Friday, August 27, 2010

A Morning Person

Normally, my husband's alarm clock processing is pretty smooth:
  1. Set alarm to play the same CD at 6:03 a.m.
  2. Hit snooze a cajillion times
  3. Get into the shower by 6:50 a.m.
Something went awry. The day before, the alarm didn’t go off, or he slept through it, or something, because he flew out of bed at 7:15. In his mind, he was running a whole hour behind. According to my math, it was a mere 20 minutes. Math is one of those differences between us, but I’ve grown to understand that he is a creature of routine. 
On this day, he was bashing and banging and flipping switches like he had never operated an electronic device. The clatter woke me up, and what happened next kept me up. He managed, in a bleary rage, to turn on the radio at the opening moment of “Jesse’s Girl”. He shut the thing down just as Rick was ramping up to the chorus.
Who’s going back to sleep with that stomping around in their brain? My honey, but not me. Now I’m in bed, pondering weird teenage boy expressions of angst. “She’s watching him with those eyes ... She’s lovin’ him with that body, I just know it.” Who talks like that? And what was her name? Did she have any hobbies besides Jesse?
I spared him these thoughts, but he eventually got up and into the shower. I might have drifted off to sleep, but alas, Baby Girl threw open my door. She waited for my acknowledgement like a Broadway star waits for applause. I unknowingly gave her the sign, probably by ever so slightly lifting my head. She ran in, pounced onto the bed, hugged me, and then asked me a question I have never been asked, a question that replaced the fiction of Jesse and his so-called friend and the unnamed girl:
“Mom, can I set a crocodile on fire?”

And that, friends, will wake you up faster than a cup of coffee or a song from the '80s.

Tuesday, August 24, 2010

Wonder

Unexplained phenomena. That's what it was to me, running around in our shaggy crabgrass at dusk. One minute, I'd be gooofing around with a Frisbee, and the next, a glowing orb throbbed ever closer. Through the treeline, over the corn, taking the occasional surprise turn before turning back toward its obvious goal: me.

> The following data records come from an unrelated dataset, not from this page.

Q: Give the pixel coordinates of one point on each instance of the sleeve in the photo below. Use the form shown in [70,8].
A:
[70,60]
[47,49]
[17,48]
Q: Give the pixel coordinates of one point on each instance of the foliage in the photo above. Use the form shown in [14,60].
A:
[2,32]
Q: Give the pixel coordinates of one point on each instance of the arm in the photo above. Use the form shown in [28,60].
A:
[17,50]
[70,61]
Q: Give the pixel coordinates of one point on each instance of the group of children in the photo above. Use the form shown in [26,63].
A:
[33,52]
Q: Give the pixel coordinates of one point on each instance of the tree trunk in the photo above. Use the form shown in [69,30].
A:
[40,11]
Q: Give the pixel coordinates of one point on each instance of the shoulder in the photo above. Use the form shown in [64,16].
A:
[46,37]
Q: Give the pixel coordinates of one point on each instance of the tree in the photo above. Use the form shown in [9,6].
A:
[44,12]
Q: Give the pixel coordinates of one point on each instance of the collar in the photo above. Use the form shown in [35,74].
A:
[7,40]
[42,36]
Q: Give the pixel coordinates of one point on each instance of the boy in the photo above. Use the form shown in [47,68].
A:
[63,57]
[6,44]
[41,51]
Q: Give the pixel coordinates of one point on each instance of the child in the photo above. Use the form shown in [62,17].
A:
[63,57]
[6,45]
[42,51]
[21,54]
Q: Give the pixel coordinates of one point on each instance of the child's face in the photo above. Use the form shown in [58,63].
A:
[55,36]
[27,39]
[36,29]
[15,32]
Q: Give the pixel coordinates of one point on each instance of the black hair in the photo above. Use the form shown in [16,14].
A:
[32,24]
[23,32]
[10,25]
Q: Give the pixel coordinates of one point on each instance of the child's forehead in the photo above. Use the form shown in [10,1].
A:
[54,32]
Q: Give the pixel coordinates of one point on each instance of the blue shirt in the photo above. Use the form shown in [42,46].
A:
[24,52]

What it was, exactly, was a matter of speculation. A neighbor had told us of a terrible experience with lightening, chasing her out of the shower. I had heard of ball lightening. Perhaps, I reasoned, this was it, coming to get me now. This theory did not explain why I only saw it in the summer, so I formed the fireworks hypothesis. My mother felt very strongly that all fireworks were dangerous. She never even let us use sparklers, she was that serious. These unnatural terrors of eventide appeared around Independence Day, and what could be more fear-worthy that a firework's ability to have a rogue ember?

Ball lightening or killer sparkler, whatever. Its origins were of little consequence when it came to get me. I would try to stand tough, I would try to be brave. I would watch the little sucker, and pretend like I didn't care what he was up to, like my apathy would stop it from its attack, but this failed. I always returned to what I considered the only guaranteed approach to this enemy. I went where it never followed and ran hard toward the house.

My relationship to being outside at night in July remained until into my late twenties and I somehow put the whole thing together. Now that I am forty, and live in a spot rich with fireflies, I wonder why I had never heard of them, and what my parents thought when I came inside, wild-eyed and out of breath.